Was aber nicht den Sinn und Zweck des Spielens erklärt.

Dass das Spielen essenziell sein muss, davon kann man glaube ich aus gehen. Das sagt ja auch der Werbeslogan von Stephan ."Man wird alt, weil man aufhört zu spielen" Oder die Tatsache, dass beim Grillen die Leute die Gartenbahn fahren sehen wollen.

Mir persönlich fallen Problemlösungen oft verstärkt dann ein, wenn ich an meiner Werkbank stehe und bei meinem Hobby das Hirn entspanne...

Im Übrigen wird das Hobby allgemein unmittelbar als "erwachsene Fortsetzung" des "kindlichen Spiels" gesehen.

Die Idee, den Spiess um zu drehen und zu sagen, wir spielen, also sind wir die "Normalos" und ihr spielt nicht, deshalb seid ihr nicht "Normal", das finde ich cool und laesst sich historisch sogar belegen.
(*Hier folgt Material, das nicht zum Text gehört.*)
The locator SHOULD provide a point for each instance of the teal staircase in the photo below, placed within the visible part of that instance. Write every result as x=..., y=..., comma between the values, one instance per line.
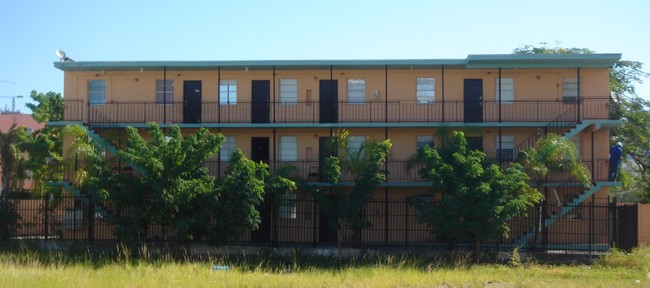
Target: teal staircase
x=100, y=211
x=101, y=143
x=523, y=240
Bis ins Mittelalter war es eigentlich normal, dass die Menschen einfach nur weiter gespielt haben, da gab es die Trennung Kinder- und Erwachsenenwelt noch nicht.
Erst die Intervention der Kirche hat zu einem Wertewandel geführt und das Spiel quasi als Zeitverschwendung ins Kinderzimmer verbannt.

Heute haben wir eigentlich wieder eine entsprechende Strömung nämlich die sogenannten "Kidults".
Also Erwachsene die in die Welt der Kinder eindringen, um so für immer jung zu bleiben. Auf dem Zukunftsforum der Spielwarenmesse hat das der Trendforscher Peter Wippermann in etwa so formiert: Kinder (abgesehen davon dass ihre Zahl zurückgeht) werden immer schneller erwachsen und die Erwachsenen wollen Kind bleiben.
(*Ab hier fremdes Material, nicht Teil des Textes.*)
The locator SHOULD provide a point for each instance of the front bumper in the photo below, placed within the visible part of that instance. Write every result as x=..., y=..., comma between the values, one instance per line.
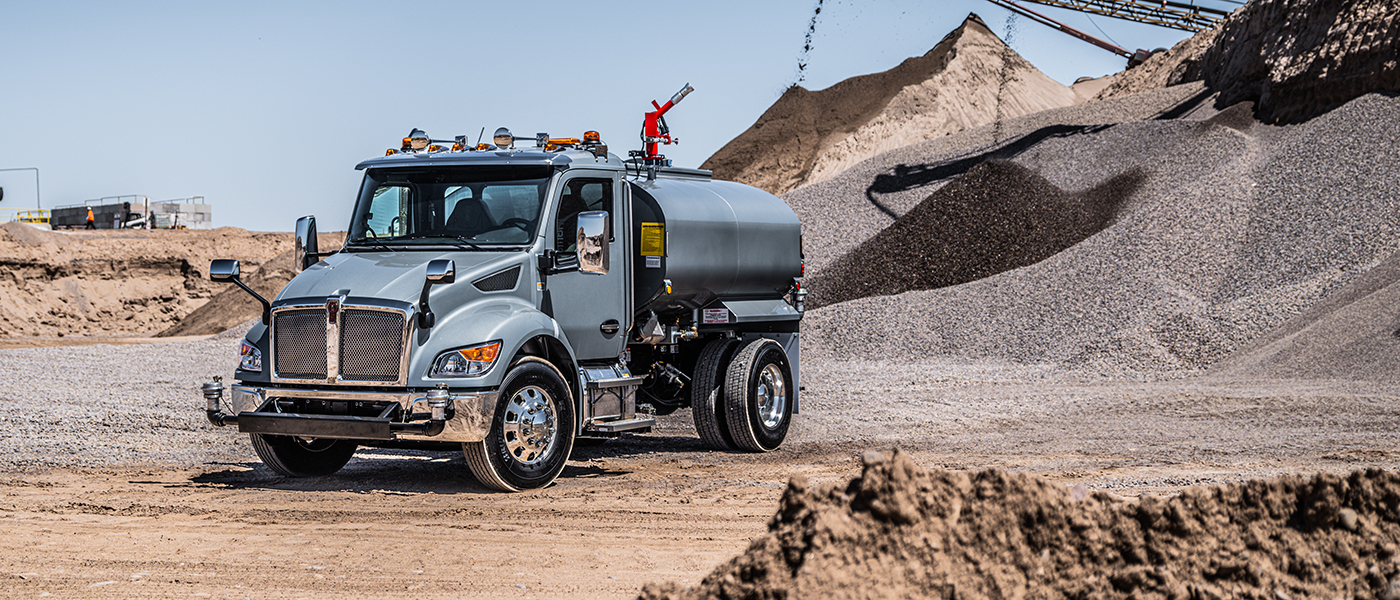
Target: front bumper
x=256, y=410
Alles in allem wären das doch ideale Vorrausetzungen dafür, sich als trendbewusster Erwachsener dem Modellbahnern zu zu wenden. Oder nicht?
:wink:
Dieses Hobby ist vielfältig, befriedigt den Spieltrieb, fördert das Technikverständis sowie die Kreativität, kann gemeinsam sowie alleine aber auch drinnen und draussen ausgeübt werden. Da kann weder ein Computer Game wie "World of Warcraft" noch ein Fußball-Länderspiel ernsthaft mithalten. :wink:
Ich habe den Eindruck ich sehe hier und in meinem Modellbahnerumfeld überwiegend hoch-professionalisierte und motivierte Individualisten.
Also woran liegt es, dass es nicht mehr Leute auf diesen Zug auf springen?
Offensichtlich gibts da noch ein Immageproblem. Liegt das am Land? in Amerika scheint mir das anders zu sein?. Liegts am Marketing und am Sortiment der Hersteller (LGB oder Märklin), liegts am Preis? Oder wie seht Ihr das?

Ich hoffe ich hab jetzt nicht zu viel geschwallt:D

Gruessle

christoph
TRAIN GARDEN - GARDEN TRAIN
http://www.myspace.com/christoph_schoder
Ecthelion
Buntbahner
Buntbahner
Beiträge: 178
Registriert: Di 14. Aug 2007, 21:29
Wohnort: Petershagen
Kontaktdaten:

Re: Philosophisches

Beitrag von Ecthelion »

Nun, vielleicht gibt es noch einen anderen, philosophischen Aspekt, der dem Spielen zugrunde liegen mag:
Kunst ist bekanntlich etwas, was eigentlich keiner zum Leben benötigt, die Definition von Leben ist bekanntlich Stoffwechsel, Zellteilung und Fortpflanzung, aber jede Kultur kennt sie. Daraus lässt sich schließen, dass Kunst eben doch überlebensnotwendig ist.
Wenn ich mehrere Wochen nicht an mein Klavier komme, fehlt mir ein essentieller Anteil des Lebens an sich; und auch dort versteckt sich Spiel: Klavier spielen!

Wenn wir also, insbesondere vor dem Hintergrund der hier gezeigten, zum Teil wirklich derart meisterhaften Modelle und Anlagen, die sich vom Original nur noch in der Größe unterscheiden, Kunst und Spielen als gleichberechtigte Partner werten, erhält das Spiel "Modellbahn(bau)" einen künstlerischen Aspekt, der gerade die Lästernden verstummen lassen müsste - denn dort wird das Lästern nur zum Neid derer, die Vergleichbares zu schaffen nicht in der Lage sind!

Daher, egal ob Mozart, Beethoven, Goethe, Schiller oder Modellbahnbau:
Es lebe die Kunst! Denn einzig jung bleibt nur die Phantasie!

Oder, um es provokant zu sagen: Verzweifelt nicht, Mozart und Schiller sind weltweit anerkannt, die gemeine Menschheit ist nur noch nicht so weit, den Modellbau zu verstehen *gg*
Das Geheimnis eines glücklichen Lebens besteht nicht in Reichtum, Macht und Anerkennung, sondern in der Fähigkeit, einer Niederlage lächelnd entgegentreten zu können!